Vendors get a deal on the health information exchange interface, and health care providers get a product they know will fit with other EHR systems in the state, according to the Cal eConnect plan. The coordination should allow providers to communicate more easily with hospitals, pharmacies, labs and state agencies.
“The providers need it, too,” Landry said. “It’s a very clear communication.
[Vendors] need to ship an interface, one interface, over and over and over again without having to do these custom solutions every time. So we think it’s going to be, well, ‘Here’s your HIE connectivity.’ We think it’s going to be that kind of differentiator.”
Once three vendors are signed up and the standard is established, it will likely be easier to provide the same EHR interface around the state, Landry said.
“This is a collaboration between us and CalHIPSO,” Landry said. CalHIPSO –Â California Health Information Partnership and Service Organization — is a federally designated regional extension center tasked with helping health care providers in the state implement EHRs. “CalHIPSO needs people to be HIE-enabled. We need people to be HIE-enabled. The vendors want to be connected. So this is really the right resources at the right time to do the right thing.”
Other Projects
The first CEO of Cal eConnect, Carladenise Edwards, resigned in August last year, after about 14 months on the job. She now works as a health IT consultant. After a long search, Cal eConnect announced in March that Ted Kremer, who ran a regional health information organization in Rochester, N.Y., would assume the CEO post. But Kremer changed his mind, and about two weeks after the appointment announced that he was withdrawing. Landry stepped in.
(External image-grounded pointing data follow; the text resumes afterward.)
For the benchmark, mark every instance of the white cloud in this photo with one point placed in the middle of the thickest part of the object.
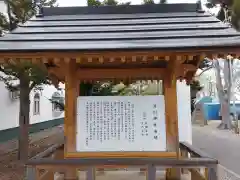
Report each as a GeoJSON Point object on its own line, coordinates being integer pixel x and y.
{"type": "Point", "coordinates": [84, 2]}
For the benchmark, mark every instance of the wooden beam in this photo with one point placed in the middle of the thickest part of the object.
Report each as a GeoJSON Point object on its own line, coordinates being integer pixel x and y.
{"type": "Point", "coordinates": [97, 74]}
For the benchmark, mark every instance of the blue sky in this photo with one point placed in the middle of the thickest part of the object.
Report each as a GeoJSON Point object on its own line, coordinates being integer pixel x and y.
{"type": "Point", "coordinates": [83, 2]}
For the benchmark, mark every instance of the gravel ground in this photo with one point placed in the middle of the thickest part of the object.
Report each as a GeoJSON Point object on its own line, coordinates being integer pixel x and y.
{"type": "Point", "coordinates": [10, 168]}
{"type": "Point", "coordinates": [222, 145]}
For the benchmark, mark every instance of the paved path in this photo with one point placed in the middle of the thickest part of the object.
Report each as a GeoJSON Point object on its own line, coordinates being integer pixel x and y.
{"type": "Point", "coordinates": [220, 144]}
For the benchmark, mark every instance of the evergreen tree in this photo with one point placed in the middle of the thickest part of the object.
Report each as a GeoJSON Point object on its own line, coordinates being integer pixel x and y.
{"type": "Point", "coordinates": [28, 75]}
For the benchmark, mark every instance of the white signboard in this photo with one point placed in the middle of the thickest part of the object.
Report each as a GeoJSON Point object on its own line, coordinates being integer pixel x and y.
{"type": "Point", "coordinates": [121, 123]}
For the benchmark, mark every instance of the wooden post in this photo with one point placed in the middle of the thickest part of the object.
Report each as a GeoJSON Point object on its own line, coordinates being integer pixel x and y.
{"type": "Point", "coordinates": [31, 173]}
{"type": "Point", "coordinates": [70, 112]}
{"type": "Point", "coordinates": [171, 111]}
{"type": "Point", "coordinates": [212, 173]}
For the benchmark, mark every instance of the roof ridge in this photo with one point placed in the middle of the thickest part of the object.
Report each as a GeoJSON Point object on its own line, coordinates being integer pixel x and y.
{"type": "Point", "coordinates": [121, 9]}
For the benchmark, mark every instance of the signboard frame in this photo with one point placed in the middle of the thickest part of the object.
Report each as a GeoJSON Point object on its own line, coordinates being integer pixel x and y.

When Landry became interim CEO in August, one of her first priorities was to create an action plan, which the organization completed before the year ended. In addition to the EHR component, Cal eConnect’s plan includes several other projects, including:
- Developing model agreements and standard policies for a health information exchange;
- Facilitating public health efforts, including immunization reports; and
- Establishing a mechanism for an inter-HIO (health information organization) exchange.
The exchange of immunization information is high on the list, Landry said.
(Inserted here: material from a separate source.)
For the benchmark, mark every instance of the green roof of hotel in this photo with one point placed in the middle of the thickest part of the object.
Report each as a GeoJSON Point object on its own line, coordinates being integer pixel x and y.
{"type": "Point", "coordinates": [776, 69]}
“We are working currently so providers can deliver immunization records, electronically, in meaningful use-qualified messages, to the state. We are helping to coordinate that effort. Immunization information needs to be moving from providers to the state, and from the state to providers,” she said. “So that’s a natural place where Cal eConnect can provide support.”
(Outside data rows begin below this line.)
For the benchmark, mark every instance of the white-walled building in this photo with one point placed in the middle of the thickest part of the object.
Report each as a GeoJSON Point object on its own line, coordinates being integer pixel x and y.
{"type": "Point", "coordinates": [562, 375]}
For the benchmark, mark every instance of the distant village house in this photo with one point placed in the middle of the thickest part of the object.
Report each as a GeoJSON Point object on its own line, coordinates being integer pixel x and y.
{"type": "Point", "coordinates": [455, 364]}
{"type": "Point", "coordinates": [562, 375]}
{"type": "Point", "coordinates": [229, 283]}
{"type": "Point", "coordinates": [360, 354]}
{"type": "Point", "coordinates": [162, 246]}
To accomplish that, Cal eConnect brings stakeholders together and identifies what needs to happen.
“What is it that the government needs from providers, and what is it that providers need from government?” Landry said. “So we figure out how to identify that and codify it. That is squarely in the Cal eConnect role.”
California Not Alone
California is pretty well-advanced in its health information exchange effort, but it is not alone. Landry said that Cal eConnect has learned a lot from New York state’s effort, which started in 2003, as well as the longstanding Texas work on health data exchange systems.
“Other states have a Cal eConnect, too,” Landry said. “We have watched and learned from other states, and are implementing some of those strategies, as well.”
This public-private coordination model of organization is unusual, Landry said. “The role that the state coordinating entity plays is to encourage people to do what they’re already doing,” she said, “and then make sure we create solutions to link them together, so that we get a network effect.”
Landry said coordination and discussion facilitated by Cal eConnect is vital to keep the complex implementation of health information exchange moving along. No matter how complicated the whole puzzle may be, it has an extremely simple endpoint, Landry said.
“Where we’re headed with all of that is data liquidity,” Landry said.